As I write this column, the Conservative Party Conference is in full swing.

But the Prime Minister doesn’t want to talk about the broken NHS, our crumbling schools, the housing crisis or the Climate Emergency: Mr Sunak wants to talk about 20mph speed limits, which he claims are part of the “war on motorists”. But here in Cornwall, the “Twenty’s Plenty” campaign is supported by all parties, including the Conservatives; and the only complaints I’ve heard so far are that the lower speed limits aren’t being rolled out fast enough!

Mr Sunak also boasts about cutting fuel duty to help drivers cope with the cost of living, but this is a blunt instrument: Should drivers in big cities with good public transport really be given the same amount of help as those living in rural areas without reliable buses or trains?

A far bigger problem for drivers in Cornwall is that supermarkets are abusing their power to charge excessive prices in areas where competition is weak. As of Sunday, October 1, a litre of petrol at Morrisons in Liskeard was 11p more expensive than at Tesco in Callington. Drivers in Bude are hit hardest, with Morrisons charging even more there than in Liskeard. If the government really wanted to help drivers, they would demand that each supermarket charges the same price for fuel across all their stores.

We are in the middle of a cost of living crisis, but the Conservatives on Cornwall Council are hurting, not helping. Way back in January, Cornwall Councillors unanimously voted to support charging double Council Tax on second homes, but the Government has now announced that it will not allow us to do so until after the General Election. This delay will cost Cornwall Council £25-million.
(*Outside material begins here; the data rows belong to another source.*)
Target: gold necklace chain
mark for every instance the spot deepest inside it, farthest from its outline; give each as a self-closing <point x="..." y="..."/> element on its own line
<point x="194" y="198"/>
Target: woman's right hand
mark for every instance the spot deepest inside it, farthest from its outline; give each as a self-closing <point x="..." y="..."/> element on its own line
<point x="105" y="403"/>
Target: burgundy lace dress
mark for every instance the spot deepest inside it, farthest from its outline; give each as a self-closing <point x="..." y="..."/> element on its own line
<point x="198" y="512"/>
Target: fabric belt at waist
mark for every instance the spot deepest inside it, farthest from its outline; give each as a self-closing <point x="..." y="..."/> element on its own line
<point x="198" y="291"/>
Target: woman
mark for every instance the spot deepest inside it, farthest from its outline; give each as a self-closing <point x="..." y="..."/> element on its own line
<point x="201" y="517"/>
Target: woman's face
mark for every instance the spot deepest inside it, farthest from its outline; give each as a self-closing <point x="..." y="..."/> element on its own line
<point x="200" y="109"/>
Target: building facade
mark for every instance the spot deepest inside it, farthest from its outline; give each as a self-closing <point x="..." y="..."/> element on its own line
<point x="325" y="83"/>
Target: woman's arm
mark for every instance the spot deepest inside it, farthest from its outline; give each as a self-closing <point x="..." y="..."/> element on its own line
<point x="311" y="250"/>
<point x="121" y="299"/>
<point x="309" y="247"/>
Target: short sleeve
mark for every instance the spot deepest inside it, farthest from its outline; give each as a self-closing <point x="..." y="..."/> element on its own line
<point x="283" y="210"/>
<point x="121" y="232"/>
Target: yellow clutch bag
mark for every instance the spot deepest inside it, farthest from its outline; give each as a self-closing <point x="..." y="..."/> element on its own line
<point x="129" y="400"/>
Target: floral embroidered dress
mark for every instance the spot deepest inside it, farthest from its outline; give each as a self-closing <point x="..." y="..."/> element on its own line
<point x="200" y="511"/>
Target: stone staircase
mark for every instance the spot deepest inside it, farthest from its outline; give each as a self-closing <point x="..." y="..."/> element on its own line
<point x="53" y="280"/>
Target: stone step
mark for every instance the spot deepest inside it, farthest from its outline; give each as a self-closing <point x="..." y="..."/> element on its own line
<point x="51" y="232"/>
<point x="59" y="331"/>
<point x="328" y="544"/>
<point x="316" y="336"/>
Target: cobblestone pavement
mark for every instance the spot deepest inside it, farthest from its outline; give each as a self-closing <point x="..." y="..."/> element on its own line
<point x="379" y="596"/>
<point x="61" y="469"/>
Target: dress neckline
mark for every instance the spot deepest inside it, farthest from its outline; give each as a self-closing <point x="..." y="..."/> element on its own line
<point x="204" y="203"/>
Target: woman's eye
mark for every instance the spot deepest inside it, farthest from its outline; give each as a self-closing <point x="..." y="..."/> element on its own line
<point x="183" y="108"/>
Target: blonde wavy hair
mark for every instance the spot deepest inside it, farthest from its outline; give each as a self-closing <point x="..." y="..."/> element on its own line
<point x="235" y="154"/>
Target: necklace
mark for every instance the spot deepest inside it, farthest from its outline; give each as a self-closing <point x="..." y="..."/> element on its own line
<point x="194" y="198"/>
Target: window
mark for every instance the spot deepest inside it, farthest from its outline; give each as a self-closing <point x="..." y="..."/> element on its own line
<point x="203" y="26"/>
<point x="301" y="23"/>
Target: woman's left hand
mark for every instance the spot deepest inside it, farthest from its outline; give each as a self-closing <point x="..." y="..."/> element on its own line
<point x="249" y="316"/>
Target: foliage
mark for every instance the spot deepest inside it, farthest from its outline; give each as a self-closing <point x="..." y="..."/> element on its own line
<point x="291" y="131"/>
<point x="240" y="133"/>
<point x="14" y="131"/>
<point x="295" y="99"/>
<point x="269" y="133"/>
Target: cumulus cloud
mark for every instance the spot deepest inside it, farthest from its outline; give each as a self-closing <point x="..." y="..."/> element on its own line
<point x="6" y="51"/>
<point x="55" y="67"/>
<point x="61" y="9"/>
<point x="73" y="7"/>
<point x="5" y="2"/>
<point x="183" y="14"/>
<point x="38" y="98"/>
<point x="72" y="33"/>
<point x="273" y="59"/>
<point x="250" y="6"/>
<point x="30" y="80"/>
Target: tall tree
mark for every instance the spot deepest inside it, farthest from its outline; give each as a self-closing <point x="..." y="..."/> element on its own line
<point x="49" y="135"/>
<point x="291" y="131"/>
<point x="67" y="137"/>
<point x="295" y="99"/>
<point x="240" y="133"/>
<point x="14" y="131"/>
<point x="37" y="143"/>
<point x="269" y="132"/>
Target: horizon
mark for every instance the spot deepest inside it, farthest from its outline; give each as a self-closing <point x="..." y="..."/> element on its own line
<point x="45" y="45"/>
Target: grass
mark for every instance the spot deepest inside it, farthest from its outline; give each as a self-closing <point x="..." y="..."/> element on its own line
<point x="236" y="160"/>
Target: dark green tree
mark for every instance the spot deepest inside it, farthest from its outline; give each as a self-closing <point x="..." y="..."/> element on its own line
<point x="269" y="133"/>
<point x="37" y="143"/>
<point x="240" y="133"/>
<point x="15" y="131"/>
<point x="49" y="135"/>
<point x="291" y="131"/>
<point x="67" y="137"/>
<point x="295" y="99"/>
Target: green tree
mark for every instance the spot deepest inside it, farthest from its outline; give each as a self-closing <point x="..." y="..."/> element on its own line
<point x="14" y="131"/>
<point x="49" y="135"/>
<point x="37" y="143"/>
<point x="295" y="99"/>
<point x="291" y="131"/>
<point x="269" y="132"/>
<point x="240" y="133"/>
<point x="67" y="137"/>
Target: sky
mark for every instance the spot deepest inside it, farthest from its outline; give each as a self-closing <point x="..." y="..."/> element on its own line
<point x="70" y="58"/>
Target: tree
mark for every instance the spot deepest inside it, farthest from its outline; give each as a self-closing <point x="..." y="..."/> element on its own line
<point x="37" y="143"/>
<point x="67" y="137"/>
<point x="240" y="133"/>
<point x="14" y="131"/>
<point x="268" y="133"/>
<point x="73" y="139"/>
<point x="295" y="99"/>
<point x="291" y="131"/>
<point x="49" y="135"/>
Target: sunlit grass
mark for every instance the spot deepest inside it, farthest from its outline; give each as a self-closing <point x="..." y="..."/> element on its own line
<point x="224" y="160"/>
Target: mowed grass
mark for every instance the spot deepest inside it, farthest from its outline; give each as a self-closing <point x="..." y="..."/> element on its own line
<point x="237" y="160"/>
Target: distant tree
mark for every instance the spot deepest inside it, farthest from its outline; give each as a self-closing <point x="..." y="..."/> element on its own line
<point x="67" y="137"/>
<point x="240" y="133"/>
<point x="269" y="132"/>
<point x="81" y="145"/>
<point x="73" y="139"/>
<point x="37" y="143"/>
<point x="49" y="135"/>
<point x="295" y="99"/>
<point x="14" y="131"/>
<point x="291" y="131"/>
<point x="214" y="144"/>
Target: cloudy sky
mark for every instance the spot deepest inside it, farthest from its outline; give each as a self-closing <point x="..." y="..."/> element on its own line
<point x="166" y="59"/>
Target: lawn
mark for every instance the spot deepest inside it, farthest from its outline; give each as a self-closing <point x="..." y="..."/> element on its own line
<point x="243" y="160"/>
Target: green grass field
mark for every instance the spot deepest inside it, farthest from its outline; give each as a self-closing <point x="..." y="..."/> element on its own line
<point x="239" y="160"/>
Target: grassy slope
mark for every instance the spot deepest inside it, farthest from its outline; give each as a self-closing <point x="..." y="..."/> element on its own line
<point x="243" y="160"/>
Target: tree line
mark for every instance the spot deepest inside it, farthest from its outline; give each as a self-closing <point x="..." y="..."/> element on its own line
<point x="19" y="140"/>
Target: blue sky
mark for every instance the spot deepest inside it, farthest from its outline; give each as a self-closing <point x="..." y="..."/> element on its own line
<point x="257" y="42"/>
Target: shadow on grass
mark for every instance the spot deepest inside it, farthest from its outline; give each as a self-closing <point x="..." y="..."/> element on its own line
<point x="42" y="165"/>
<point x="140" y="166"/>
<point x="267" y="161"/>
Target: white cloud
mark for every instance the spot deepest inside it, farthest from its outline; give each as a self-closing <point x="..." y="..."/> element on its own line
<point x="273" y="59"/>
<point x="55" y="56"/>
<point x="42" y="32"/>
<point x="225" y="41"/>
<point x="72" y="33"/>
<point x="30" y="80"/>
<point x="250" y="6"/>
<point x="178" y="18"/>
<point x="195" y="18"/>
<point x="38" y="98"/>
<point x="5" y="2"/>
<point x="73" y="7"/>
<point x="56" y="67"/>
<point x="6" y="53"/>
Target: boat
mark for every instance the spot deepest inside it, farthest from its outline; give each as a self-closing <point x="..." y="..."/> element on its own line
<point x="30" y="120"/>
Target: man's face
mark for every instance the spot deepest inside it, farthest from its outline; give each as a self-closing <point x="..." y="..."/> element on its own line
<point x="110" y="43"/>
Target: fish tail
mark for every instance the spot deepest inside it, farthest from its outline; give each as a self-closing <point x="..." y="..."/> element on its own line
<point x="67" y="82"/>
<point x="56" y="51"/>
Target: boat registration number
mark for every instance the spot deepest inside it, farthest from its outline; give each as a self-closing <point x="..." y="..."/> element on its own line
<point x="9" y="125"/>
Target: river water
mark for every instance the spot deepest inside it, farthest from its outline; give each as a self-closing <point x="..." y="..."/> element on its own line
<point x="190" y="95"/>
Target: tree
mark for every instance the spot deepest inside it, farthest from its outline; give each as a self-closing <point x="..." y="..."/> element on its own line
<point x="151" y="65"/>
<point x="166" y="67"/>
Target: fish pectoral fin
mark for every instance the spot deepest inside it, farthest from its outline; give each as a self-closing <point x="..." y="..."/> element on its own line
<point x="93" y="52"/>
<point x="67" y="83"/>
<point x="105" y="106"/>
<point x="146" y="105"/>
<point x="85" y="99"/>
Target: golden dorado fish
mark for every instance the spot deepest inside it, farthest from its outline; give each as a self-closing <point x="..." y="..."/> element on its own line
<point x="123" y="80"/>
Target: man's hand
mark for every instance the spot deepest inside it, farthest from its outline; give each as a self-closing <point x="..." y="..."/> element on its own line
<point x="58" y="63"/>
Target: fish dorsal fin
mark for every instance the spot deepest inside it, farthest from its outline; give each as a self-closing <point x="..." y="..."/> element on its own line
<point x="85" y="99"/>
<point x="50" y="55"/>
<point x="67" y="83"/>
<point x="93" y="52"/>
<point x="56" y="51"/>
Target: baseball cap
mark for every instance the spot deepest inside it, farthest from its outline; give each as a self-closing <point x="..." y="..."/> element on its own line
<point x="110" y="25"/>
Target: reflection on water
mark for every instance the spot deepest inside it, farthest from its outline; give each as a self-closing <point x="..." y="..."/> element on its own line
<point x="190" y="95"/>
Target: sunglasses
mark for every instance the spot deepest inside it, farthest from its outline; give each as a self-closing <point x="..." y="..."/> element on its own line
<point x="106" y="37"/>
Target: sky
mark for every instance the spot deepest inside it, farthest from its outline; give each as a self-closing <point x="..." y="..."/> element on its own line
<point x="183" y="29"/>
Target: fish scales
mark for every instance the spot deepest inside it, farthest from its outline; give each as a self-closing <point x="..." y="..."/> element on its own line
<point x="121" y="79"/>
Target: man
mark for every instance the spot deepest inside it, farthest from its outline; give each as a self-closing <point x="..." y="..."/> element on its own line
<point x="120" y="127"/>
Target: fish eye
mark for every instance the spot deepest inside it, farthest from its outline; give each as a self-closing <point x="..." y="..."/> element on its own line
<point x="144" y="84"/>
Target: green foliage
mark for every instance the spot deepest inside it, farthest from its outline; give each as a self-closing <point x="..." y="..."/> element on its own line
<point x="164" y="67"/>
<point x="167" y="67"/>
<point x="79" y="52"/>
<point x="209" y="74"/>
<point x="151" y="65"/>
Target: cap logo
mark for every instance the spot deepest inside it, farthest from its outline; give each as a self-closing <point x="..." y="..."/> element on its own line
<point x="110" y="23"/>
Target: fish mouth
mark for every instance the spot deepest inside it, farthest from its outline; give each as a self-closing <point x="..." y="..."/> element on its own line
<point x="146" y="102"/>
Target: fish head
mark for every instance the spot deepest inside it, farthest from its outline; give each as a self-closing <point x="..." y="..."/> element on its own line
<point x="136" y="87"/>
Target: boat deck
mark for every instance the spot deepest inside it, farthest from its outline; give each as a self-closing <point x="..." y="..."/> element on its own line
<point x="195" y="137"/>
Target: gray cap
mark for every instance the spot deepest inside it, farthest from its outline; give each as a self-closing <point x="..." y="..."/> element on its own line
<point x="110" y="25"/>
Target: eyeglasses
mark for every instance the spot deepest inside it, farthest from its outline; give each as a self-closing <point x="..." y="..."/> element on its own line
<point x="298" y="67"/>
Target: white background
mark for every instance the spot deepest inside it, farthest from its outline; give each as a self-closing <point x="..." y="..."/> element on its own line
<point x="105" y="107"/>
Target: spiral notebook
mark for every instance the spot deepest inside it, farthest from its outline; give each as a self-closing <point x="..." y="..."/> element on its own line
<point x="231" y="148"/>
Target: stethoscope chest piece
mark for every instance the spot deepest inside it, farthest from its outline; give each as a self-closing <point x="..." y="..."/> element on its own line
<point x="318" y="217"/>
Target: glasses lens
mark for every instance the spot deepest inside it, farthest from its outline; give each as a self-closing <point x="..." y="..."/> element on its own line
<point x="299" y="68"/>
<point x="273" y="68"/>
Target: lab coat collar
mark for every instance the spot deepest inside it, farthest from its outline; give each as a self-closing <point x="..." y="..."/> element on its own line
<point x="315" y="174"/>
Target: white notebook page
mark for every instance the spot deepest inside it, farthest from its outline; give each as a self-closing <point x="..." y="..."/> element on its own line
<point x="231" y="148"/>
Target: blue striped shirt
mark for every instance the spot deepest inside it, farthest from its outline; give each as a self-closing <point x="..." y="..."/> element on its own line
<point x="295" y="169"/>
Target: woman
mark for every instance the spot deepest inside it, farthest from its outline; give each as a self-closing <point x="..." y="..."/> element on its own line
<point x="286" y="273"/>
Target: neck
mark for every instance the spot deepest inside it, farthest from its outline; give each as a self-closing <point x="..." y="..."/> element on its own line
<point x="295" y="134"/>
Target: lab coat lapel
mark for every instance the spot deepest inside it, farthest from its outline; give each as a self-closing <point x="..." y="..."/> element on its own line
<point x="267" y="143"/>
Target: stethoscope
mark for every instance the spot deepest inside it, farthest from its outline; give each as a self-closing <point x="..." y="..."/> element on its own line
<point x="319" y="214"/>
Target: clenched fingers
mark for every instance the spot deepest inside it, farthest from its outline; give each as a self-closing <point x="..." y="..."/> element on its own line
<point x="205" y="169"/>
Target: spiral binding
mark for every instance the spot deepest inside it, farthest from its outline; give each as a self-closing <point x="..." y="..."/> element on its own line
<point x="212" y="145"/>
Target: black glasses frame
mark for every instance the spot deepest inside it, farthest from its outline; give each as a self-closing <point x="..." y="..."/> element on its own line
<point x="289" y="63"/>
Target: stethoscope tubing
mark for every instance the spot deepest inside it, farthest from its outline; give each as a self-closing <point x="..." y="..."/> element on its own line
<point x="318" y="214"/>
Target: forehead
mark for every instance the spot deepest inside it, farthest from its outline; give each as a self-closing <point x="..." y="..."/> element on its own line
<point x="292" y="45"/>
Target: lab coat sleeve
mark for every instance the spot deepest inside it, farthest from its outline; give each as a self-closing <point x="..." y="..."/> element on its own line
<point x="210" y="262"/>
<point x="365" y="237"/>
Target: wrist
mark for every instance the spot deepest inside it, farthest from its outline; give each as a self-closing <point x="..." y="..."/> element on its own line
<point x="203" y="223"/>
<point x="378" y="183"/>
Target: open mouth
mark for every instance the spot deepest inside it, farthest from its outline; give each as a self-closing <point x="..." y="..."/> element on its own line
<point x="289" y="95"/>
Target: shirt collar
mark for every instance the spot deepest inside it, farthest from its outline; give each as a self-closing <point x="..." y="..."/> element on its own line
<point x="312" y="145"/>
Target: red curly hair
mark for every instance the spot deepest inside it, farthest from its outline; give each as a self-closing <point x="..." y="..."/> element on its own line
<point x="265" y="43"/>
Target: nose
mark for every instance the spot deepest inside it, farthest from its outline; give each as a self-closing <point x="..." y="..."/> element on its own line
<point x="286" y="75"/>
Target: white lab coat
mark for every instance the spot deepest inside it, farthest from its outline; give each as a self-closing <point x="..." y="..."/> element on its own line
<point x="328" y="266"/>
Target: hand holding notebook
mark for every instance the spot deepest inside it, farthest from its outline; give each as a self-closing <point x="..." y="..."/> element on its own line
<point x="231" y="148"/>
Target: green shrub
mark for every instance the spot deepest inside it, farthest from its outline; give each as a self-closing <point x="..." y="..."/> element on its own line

Coincidentally, Cornwall Council has announced that it has overspent its budget by £25-million this year, so now has to make cuts to balance the books: School bus provision is being withdrawn from 16 routes; and fares on public buses are set to increase by 25% from next month.

Car parking charges which have already been increased recently (at great cost to independent businesses in our town centres) are to be increased again! All of these cuts could have been avoided if the Conservative council had stuck to its budget.

And of course, we can’t talk about driving in South East Cornwall without mentioning the A38 and the Tamar Crossings. The government’s refusal to provide financial support means that the Tolls will soon be increased yet again, and the A38 won’t see any upgrades before 2030.

Last week the Liberal Democrat conference voted to keep the £2 cap on bus fares, freeze train fares and replace fuel duty with a system which is fairer on rural communities. The departure of this Conservative government is long overdue.